South Dakota lawmakers scrambling to settle hemp compromise

South Dakota lawmakers scrambling to settle hemp compromise

After a year-long dispute over legalizing industrial hemp in South Dakota, state lawmakers are jostling to finish work on a hemp bill that won’t provoke another veto from Gov. Kristi Noem.

The latest move came this week when the state Senate passed a “placeholder” hemp bill on a 25-9 vote without debate, according to the Argus Leader. The bill would allow hemp production but leaves the details to be worked out later.

South Dakota has just a few days left in the lawmaking term to try to overcome last year’s failed attempt to legalize hemp agriculture. Noem vetoed that measure, calling it  a strategy to “make legalized marijuana inevitable.”

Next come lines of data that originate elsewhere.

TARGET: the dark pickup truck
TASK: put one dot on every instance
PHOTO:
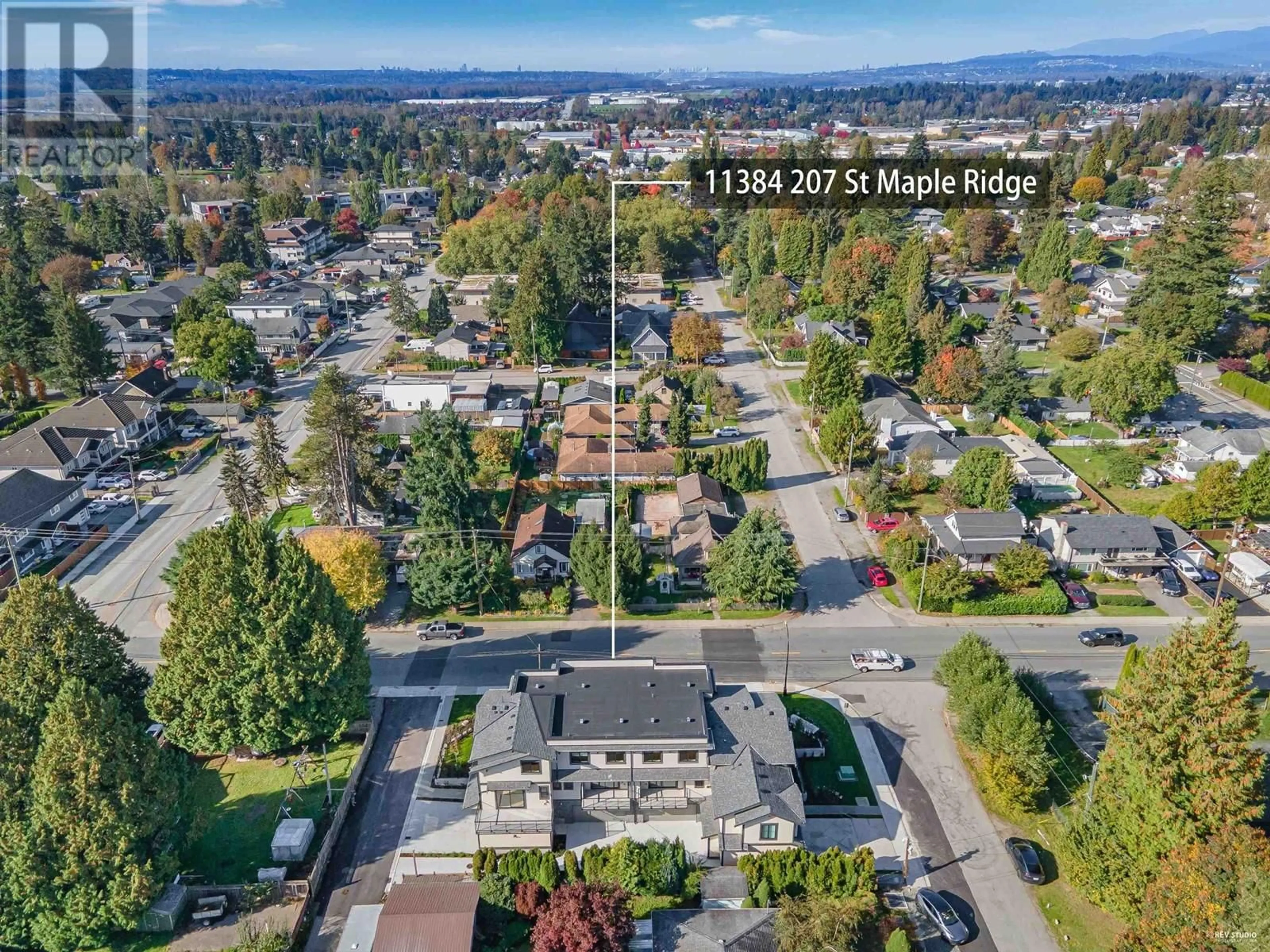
(441, 630)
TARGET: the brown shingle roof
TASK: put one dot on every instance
(429, 917)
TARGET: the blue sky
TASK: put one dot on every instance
(639, 36)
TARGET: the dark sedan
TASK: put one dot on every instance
(1027, 862)
(935, 908)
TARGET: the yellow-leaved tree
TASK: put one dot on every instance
(354, 563)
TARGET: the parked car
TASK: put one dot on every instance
(441, 629)
(1078, 595)
(1095, 638)
(877, 659)
(1027, 862)
(1170, 584)
(942, 914)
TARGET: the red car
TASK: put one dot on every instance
(878, 577)
(882, 524)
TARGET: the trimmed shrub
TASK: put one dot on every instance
(1048, 598)
(1132, 601)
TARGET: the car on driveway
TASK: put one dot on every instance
(1170, 584)
(1078, 596)
(1102, 636)
(1027, 862)
(882, 524)
(942, 914)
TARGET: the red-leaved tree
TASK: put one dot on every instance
(583, 918)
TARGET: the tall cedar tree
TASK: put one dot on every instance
(79, 352)
(441, 469)
(49, 635)
(261, 651)
(536, 318)
(270, 457)
(1185, 291)
(591, 560)
(240, 485)
(754, 564)
(105, 822)
(1179, 763)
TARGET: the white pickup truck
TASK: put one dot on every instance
(877, 659)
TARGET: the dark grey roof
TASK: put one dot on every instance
(1104, 532)
(624, 702)
(27, 496)
(714, 931)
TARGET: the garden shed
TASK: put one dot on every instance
(291, 841)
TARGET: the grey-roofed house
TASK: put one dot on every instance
(1122, 544)
(975, 539)
(630, 740)
(32, 508)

This year, Noem says she’ll approve hemp but that lawmakers need to allocate $3.5 million for a hemp program. Noem says the money is needed because a hemp program would change the way the state enforces marijuana laws and require testing equipment, drug storage and beefed-up law enforcement.

Lawmakers say the governor’s estimates are excessive and have put forward an estimate of around $1 million.

South Dakota, Mississippi and Idaho are the only states that don’t allow hemp cultivation.

However, an American Indian tribe in South Dakota, the Flandreau Santee Sioux Tribe, has received federal permission to grow hemp in 2020 on tribal land.